US President Barack Obama speaks during a press conference in the Brady Press Briefing Room of the White House in Washington, DC, November 14, 2016. / AFP PHOTO / SAUL LOEBSAUL LOEB/AFP/Getty Images (Saul Loeb/AFP via Getty Images)

President Obama will deliver a farewell address to Americans on Jan. 10 in Chicago, the White House announced Monday, allowing him to define his record before a national audience once more before Donald Trump takes office.

Not every U.S. president has delivered a farewell speech, but several leaders — George Washington and Dwight Eisenhower among them — have used the forum to issue cautionary warnings even as successors with somewhat different visions were preparing to assume the presidency.

In an email to supporters, Obama wrote, “I'm just beginning to write my remarks. But I'm thinking about them as a chance to say thank you for this amazing journey, to celebrate the ways you've changed this country for the better these past eight years, and to offer some thoughts on where we all go from here.”

Obama has devoted considerable time and attention to crafting the signature speeches of his presidency, including ones that have explored the role of race in American society, the parameters of U.S. military intervention overseas and how to respond to a wave of gun violence that has affected citizens and police officers alike.

The president held an extensive news conference last month before leaving for vacation in Hawaii, and he may yet hold another question-and-answer session with journalists before Inauguration Day. But the Chicago speech, which will probably be carried live by several media outlets, gives him an opportunity to sketch out his legacy on his own terms.
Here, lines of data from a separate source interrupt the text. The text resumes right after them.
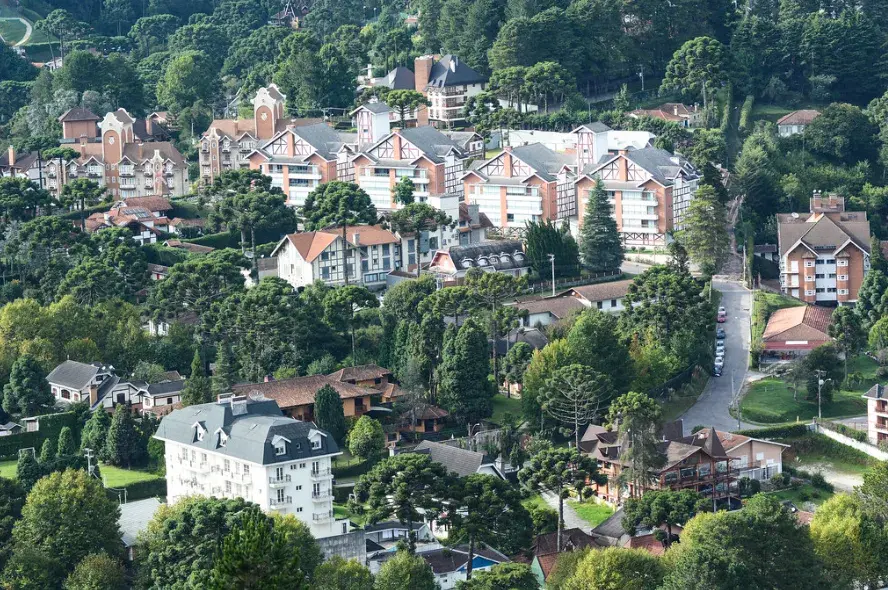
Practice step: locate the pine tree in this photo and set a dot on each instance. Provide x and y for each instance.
(124, 445)
(465, 389)
(328, 412)
(66, 446)
(600, 243)
(95, 431)
(197, 386)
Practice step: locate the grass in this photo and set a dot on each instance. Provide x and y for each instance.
(592, 512)
(503, 405)
(770, 401)
(12, 30)
(7, 469)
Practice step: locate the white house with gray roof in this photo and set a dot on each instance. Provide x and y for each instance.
(241, 447)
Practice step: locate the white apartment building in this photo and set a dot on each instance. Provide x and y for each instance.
(246, 448)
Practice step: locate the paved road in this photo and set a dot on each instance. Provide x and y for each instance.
(712, 407)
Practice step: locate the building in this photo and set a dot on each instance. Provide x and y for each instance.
(506, 256)
(877, 414)
(675, 112)
(795, 122)
(323, 255)
(650, 188)
(295, 397)
(519, 185)
(824, 254)
(246, 448)
(796, 331)
(73, 381)
(448, 83)
(698, 463)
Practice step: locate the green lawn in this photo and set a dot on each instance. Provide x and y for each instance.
(503, 405)
(7, 469)
(591, 511)
(12, 30)
(770, 401)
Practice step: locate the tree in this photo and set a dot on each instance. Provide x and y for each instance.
(761, 546)
(464, 375)
(254, 555)
(489, 511)
(406, 101)
(27, 392)
(636, 418)
(698, 67)
(124, 446)
(405, 570)
(366, 439)
(197, 388)
(97, 572)
(68, 515)
(557, 470)
(600, 242)
(409, 487)
(705, 235)
(340, 574)
(95, 431)
(542, 239)
(574, 396)
(615, 568)
(328, 412)
(503, 576)
(658, 508)
(845, 330)
(340, 204)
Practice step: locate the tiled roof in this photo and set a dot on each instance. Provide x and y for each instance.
(301, 391)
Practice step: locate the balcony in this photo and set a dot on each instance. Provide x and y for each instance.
(279, 481)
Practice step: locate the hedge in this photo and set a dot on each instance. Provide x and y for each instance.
(140, 490)
(50, 427)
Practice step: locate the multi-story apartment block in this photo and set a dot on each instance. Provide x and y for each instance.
(246, 448)
(824, 254)
(650, 188)
(518, 185)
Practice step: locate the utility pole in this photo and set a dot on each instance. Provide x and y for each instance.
(552, 261)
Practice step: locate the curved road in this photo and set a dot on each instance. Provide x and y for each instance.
(712, 407)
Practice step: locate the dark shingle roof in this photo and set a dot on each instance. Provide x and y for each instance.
(251, 426)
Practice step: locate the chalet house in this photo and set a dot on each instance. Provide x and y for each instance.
(73, 381)
(296, 396)
(650, 189)
(506, 256)
(519, 185)
(824, 254)
(796, 331)
(698, 463)
(795, 122)
(322, 255)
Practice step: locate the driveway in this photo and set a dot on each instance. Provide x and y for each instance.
(712, 407)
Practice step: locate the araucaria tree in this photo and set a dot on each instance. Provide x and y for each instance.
(705, 235)
(558, 470)
(338, 204)
(600, 242)
(574, 396)
(329, 414)
(636, 418)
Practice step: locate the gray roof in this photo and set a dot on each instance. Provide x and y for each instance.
(134, 518)
(460, 461)
(452, 71)
(74, 374)
(250, 424)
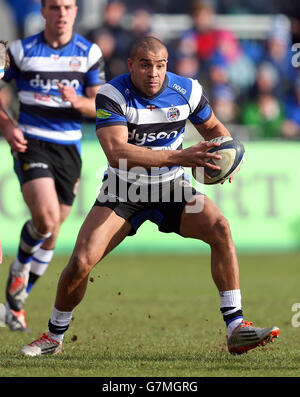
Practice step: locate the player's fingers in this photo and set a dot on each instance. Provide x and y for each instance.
(207, 144)
(211, 165)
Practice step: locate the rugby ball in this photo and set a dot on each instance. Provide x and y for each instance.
(232, 152)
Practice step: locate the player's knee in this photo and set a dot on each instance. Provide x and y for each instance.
(46, 223)
(81, 265)
(220, 233)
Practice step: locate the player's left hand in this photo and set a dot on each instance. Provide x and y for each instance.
(1, 253)
(4, 58)
(230, 180)
(68, 94)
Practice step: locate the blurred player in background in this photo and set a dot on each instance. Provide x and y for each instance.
(58, 73)
(141, 120)
(4, 65)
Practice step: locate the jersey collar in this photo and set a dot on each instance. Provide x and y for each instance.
(140, 93)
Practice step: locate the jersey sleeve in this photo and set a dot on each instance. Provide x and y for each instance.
(199, 103)
(110, 107)
(15, 53)
(96, 73)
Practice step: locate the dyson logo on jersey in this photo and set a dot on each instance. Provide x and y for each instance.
(141, 139)
(51, 84)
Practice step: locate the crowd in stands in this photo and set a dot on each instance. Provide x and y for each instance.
(250, 83)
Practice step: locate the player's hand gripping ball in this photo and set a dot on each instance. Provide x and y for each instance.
(4, 58)
(232, 152)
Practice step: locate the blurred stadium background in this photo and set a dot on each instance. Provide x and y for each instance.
(244, 53)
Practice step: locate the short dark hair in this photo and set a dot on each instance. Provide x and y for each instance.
(148, 43)
(44, 3)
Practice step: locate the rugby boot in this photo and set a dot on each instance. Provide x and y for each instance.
(42, 345)
(246, 337)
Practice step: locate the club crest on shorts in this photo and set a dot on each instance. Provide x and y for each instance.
(173, 114)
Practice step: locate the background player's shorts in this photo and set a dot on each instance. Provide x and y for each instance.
(165, 210)
(47, 159)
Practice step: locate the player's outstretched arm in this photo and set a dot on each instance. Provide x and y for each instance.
(11, 132)
(4, 58)
(113, 140)
(84, 104)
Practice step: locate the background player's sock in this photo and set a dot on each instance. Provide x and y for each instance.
(58, 324)
(39, 264)
(231, 308)
(30, 242)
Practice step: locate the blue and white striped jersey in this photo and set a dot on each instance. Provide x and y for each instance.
(37, 68)
(156, 122)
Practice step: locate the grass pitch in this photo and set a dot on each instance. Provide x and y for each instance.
(158, 316)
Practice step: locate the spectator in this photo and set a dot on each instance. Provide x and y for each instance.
(113, 38)
(141, 23)
(27, 15)
(278, 53)
(223, 100)
(291, 126)
(265, 115)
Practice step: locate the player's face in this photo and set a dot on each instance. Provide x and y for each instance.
(60, 16)
(148, 70)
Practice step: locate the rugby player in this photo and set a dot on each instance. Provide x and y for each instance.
(141, 118)
(58, 74)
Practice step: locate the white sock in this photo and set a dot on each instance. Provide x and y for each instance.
(231, 308)
(59, 321)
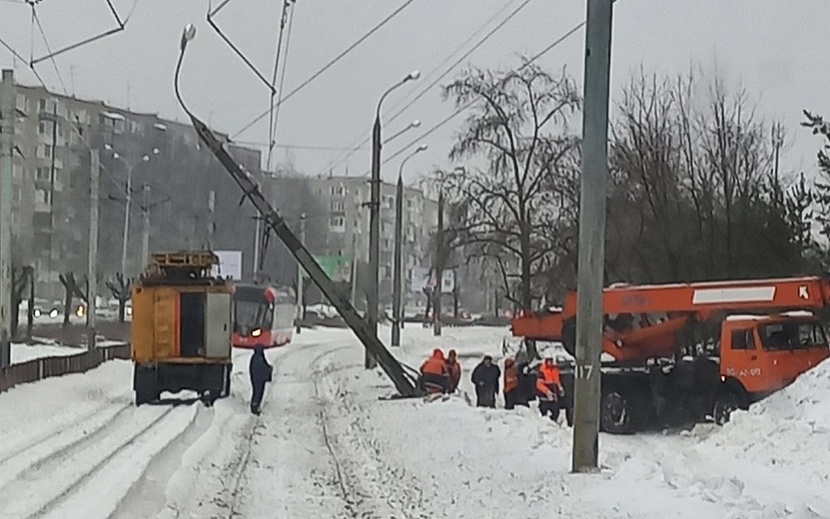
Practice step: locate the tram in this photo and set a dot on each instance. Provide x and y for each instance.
(263, 314)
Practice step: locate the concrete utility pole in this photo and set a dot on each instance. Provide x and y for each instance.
(590, 279)
(354, 270)
(397, 312)
(7, 109)
(126, 232)
(211, 217)
(145, 229)
(257, 240)
(374, 221)
(439, 268)
(374, 240)
(300, 315)
(92, 253)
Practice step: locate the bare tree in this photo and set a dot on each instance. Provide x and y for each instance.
(121, 288)
(519, 131)
(71, 291)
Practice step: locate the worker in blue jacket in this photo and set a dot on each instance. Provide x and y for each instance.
(260, 374)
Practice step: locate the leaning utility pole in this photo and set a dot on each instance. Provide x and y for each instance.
(92, 252)
(590, 278)
(145, 231)
(7, 109)
(374, 241)
(439, 267)
(300, 306)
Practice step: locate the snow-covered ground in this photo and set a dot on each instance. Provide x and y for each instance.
(22, 352)
(326, 446)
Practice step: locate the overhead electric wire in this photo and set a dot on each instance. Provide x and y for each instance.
(282, 80)
(329, 64)
(444, 121)
(49, 50)
(368, 134)
(277, 56)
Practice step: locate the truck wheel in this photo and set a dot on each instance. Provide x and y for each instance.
(616, 413)
(726, 403)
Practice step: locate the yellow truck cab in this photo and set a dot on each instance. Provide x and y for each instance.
(181, 328)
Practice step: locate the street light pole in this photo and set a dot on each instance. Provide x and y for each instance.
(300, 306)
(397, 316)
(92, 252)
(590, 278)
(374, 221)
(7, 107)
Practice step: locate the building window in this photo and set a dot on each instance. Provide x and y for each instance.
(42, 196)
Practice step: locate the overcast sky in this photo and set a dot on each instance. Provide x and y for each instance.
(774, 48)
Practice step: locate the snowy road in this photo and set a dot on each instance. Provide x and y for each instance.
(325, 446)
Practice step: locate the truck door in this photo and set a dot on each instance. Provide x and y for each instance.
(740, 357)
(791, 348)
(218, 319)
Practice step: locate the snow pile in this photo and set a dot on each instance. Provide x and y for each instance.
(22, 352)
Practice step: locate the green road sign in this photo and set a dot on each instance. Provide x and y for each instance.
(338, 268)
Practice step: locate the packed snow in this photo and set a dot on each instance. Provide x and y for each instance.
(42, 348)
(327, 446)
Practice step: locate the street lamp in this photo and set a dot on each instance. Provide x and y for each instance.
(397, 309)
(129, 199)
(374, 217)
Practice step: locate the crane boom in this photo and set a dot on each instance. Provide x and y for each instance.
(273, 221)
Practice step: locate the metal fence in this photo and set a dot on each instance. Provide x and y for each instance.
(45, 367)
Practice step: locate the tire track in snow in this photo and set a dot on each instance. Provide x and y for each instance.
(47, 484)
(146, 497)
(231, 499)
(15, 451)
(406, 500)
(45, 453)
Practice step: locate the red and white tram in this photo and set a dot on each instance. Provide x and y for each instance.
(263, 314)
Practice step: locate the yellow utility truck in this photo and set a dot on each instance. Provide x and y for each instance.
(181, 329)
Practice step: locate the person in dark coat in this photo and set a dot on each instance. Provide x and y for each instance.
(260, 374)
(486, 380)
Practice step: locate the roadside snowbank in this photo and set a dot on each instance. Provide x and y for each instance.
(771, 462)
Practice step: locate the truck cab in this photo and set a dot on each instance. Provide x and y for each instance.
(762, 354)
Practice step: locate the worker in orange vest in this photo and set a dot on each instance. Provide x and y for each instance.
(434, 373)
(549, 389)
(453, 371)
(511, 383)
On Monday, the president suggested that he would highlight some of the economic and social progress the nation has made under his watch, saying, “Since 2009, we've faced our fair share of challenges, and come through them stronger.”

“That's because we have never let go of a belief that has guided us ever since our founding — our conviction that, together, we can change this country for the better,” he wrote, adding that he hoped Americans would watch online if they couldn't attend his speech in person.

“Because, for me, it's always been about you,” Obama concluded.